Exhibit message in Iowa: how the GI Bill happened

Before The American Legion’s traveling centennial exhibit leaves the Iowa Gold Star Military Museum at Camp Dodge in mid-June, some 400 participants of Hawkeye Boys State will have the opportunity to see what can happen when citizens actively participate in government.

A GI Bill can happen.

“The Greatest Legislation: An American Legion Centennial Salute to the GI Bill” – a multi-media display that tells the ongoing story of the veterans benefits package that changed the world – will be at the museum on the nation’s third largest National Guard training post until June 15. That final week of its display, American Legion Hawkeye Boys State, which gives high school seniors-to-be firsthand understanding of U.S. government, will also be at Camp Dodge.

The exhibit, which has been on tour for nearly a year, describes The American Legion’s dramatic battle to get the Servicemen’s Readjustment Act of 1944 drafted, approved and passed into law. It highlights the many positive results – such as massive growth of higher education, home ownership for the middle class and a $7 return for every $1 invested by the federal government – and the ways in which the GI Bill has been modified over the years to best serve new generations.

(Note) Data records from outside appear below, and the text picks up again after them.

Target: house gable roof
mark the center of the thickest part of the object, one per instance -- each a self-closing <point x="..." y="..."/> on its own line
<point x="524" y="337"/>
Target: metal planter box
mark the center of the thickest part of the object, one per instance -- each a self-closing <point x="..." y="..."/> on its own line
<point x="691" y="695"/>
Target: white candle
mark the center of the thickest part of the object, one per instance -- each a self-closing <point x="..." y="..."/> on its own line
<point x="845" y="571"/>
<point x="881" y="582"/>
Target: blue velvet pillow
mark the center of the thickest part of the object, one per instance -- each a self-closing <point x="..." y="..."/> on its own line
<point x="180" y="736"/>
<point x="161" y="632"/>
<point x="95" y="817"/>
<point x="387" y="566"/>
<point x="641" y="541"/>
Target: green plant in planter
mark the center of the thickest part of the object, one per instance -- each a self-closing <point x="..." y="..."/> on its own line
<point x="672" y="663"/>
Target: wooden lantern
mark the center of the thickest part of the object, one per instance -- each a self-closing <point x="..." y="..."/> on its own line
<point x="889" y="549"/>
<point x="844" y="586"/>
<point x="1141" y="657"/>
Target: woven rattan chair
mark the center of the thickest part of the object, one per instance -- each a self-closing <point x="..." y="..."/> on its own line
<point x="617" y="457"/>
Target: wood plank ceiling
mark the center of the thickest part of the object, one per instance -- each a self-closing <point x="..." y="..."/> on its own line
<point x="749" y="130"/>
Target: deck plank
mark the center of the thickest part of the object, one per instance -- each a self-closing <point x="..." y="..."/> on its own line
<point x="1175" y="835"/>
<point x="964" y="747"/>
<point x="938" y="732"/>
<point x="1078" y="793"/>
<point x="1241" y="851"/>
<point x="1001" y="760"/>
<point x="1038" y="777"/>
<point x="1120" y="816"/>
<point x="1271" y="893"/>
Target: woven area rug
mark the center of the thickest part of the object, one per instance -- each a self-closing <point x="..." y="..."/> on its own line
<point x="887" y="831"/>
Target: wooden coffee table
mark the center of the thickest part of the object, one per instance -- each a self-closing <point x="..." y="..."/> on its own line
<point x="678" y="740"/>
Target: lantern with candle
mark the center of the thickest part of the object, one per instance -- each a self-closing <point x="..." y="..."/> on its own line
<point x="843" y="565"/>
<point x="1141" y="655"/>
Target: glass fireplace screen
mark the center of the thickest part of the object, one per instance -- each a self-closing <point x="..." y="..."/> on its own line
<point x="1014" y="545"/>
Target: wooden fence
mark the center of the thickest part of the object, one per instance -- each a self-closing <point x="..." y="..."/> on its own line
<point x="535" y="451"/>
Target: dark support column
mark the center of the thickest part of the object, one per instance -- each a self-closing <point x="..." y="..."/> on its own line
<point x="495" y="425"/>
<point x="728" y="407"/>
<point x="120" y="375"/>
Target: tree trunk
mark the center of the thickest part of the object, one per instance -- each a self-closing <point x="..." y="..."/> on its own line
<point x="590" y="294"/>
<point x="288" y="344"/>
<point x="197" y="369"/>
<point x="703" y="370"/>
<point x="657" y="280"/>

Another lesson is the power citizens can wield in a democracy to solve problems or improve society. The GI Bill is one of history’s greatest examples of that. And, says American Legion 100th Anniversary Observance Committee Chairman David K. Rehbein of Iowa, too few people realize today that the “greatest legislation” emerged from the people, working with their elected officials, not from elected officials trying to convince the people.

“The original GI Bill was passed 74 years ago,” Rehbein said at a Tuesday reception for the exhibit at Camp Dodge in Johnston, Iowa. “Most of the folks that were there at the time, or aware of what was going on at the time, are gone. So, it simply looks like another government program. They don’t realize that (the GI Bill) was created because of an organization that really did the work to be the authors, to get it introduced in Congress and to lobby to make sure it got passed in Congress in the form it was, as one omnibus bill, rather than a series of smaller pieces of legislation that may or may not have passed.”

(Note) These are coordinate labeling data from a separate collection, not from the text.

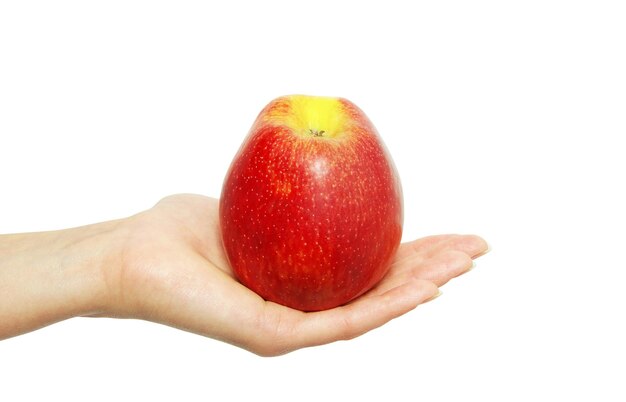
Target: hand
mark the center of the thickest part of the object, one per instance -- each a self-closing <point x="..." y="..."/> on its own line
<point x="172" y="269"/>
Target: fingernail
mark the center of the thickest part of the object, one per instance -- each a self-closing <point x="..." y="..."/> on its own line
<point x="471" y="266"/>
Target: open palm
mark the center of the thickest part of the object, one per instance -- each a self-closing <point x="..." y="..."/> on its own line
<point x="174" y="271"/>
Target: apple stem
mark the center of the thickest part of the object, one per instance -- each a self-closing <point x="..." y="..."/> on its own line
<point x="316" y="133"/>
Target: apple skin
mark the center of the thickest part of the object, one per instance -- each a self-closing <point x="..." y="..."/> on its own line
<point x="311" y="209"/>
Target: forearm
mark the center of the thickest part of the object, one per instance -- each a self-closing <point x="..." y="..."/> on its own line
<point x="51" y="276"/>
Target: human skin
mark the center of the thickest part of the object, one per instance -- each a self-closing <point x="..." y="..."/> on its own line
<point x="167" y="265"/>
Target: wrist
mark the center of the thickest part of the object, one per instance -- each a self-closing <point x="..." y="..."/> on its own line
<point x="51" y="276"/>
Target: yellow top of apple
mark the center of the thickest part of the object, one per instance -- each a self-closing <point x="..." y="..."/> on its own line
<point x="310" y="116"/>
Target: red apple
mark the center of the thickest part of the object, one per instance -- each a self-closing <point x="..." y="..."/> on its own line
<point x="311" y="207"/>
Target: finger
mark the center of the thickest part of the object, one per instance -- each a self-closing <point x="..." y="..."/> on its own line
<point x="362" y="315"/>
<point x="443" y="267"/>
<point x="420" y="245"/>
<point x="472" y="245"/>
<point x="438" y="269"/>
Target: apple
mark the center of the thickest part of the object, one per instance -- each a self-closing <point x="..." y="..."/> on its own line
<point x="311" y="207"/>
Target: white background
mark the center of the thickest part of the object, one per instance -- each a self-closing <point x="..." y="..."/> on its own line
<point x="505" y="119"/>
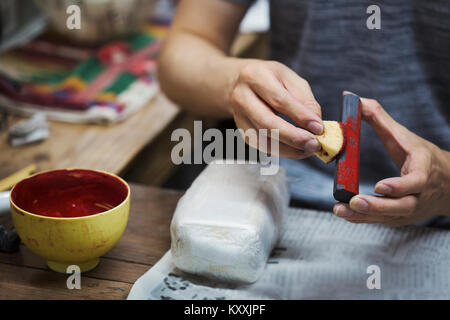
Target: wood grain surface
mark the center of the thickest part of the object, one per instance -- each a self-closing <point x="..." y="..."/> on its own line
<point x="108" y="148"/>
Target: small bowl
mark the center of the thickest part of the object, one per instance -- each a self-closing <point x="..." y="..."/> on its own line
<point x="70" y="216"/>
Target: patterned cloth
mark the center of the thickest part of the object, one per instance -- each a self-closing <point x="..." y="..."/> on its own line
<point x="79" y="84"/>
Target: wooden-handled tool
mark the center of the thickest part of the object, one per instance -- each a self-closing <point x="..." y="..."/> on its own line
<point x="346" y="175"/>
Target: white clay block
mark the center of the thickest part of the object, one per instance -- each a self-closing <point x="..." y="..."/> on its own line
<point x="229" y="220"/>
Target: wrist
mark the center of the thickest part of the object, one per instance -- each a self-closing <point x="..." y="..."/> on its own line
<point x="445" y="184"/>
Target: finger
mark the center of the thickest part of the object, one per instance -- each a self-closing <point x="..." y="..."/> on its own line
<point x="269" y="88"/>
<point x="343" y="210"/>
<point x="262" y="117"/>
<point x="393" y="135"/>
<point x="300" y="89"/>
<point x="283" y="150"/>
<point x="373" y="205"/>
<point x="412" y="183"/>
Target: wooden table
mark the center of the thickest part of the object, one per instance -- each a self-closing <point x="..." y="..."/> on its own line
<point x="114" y="148"/>
<point x="24" y="275"/>
<point x="109" y="148"/>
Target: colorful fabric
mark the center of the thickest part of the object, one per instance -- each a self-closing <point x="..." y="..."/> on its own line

The socioeconomic successes of the measure can often overshadow the example it sets for government participation, a central theme of American Legion Boys State programs nationwide. “That’s one of the things we are trying to teach them – that they are responsible for the way their government operates,” said Rehbein, a past national commander of The American Legion. “We set up the structure, but we don’t tell them what they have to talk about. We don’t tell them what pieces of legislation they consider. We don’t tell their governor candidates what platforms to run on. It’s their decisions. They are the people who are going to be in charge. They are the people who can do things like this, if a cause comes along.”

Brig. Gen. Randy Greenwood, state quartermaster for the Iowa National Guard, joined the event Tuesday and reflected on improvements to the GI Bill since he first enlisted in 1983. Since then, education benefits for National Guardsmen in particular have improved to the point where the GI Bill is considered one of the Guard’s most valuable recruitment tools.

“Do they have a better situation today than when I got in? Unquestionably. The expansion into graduate work … the ability to transfer (benefits to dependents) under the Post-9/11 GI Bill is really huge," Greenwood said. "For us, it’s a game changer. It keeps us competitive with a robust job market. You can’t really put a value on how it allows us to compete for the best and brightest out there.”

Greenwood said he didn’t qualify for GI Bill benefits after his first four years in the National Guard. Future changes, however, enabled him to transfer improved benefits for the National Guard to his daughters and allow them to finish college with almost no debt.

He added that without the GI Bill, the United States would be unable to sustain an all-volunteer military force.

“The GI Bill, to me, is one of the best values for America ... We get freedom out of it.”

Rehbein, who started his education as the only student in his class at a one-room schoolhouse in Nebraska and went on to become a metallurgist at the Department of Energy’s Ames National Laboratory at Iowa State University, said he hopes this year’s Hawkeye Boys State class understands from the exhibit that “the young men overseas fighting the war at the time were much like them” and that citizens – in this case The American Legion – took a problem and helped solve it for them and for future generations, not only achieving a legislative accomplishment but also setting a moral standard.

“The World War I vets made sure, when they created this legislation, that the World War II generation did not get treated as badly as they did,” Rehbein said. “We are seeing that again today, where the Vietnam generation is working hard to make sure that the people coming home from Iraq and Afghanistan are treated better than they were. That’s a continuing theme among veterans.”

American Legion Department of Iowa Adjutant John Derner said he often tells the story of the GI Bill – then and now – when recruiting members to join the nation’s largest organization of wartime veterans. “I have always taken a lot of pride that this was started by The American Legion. We are an organization that transformed the nation.”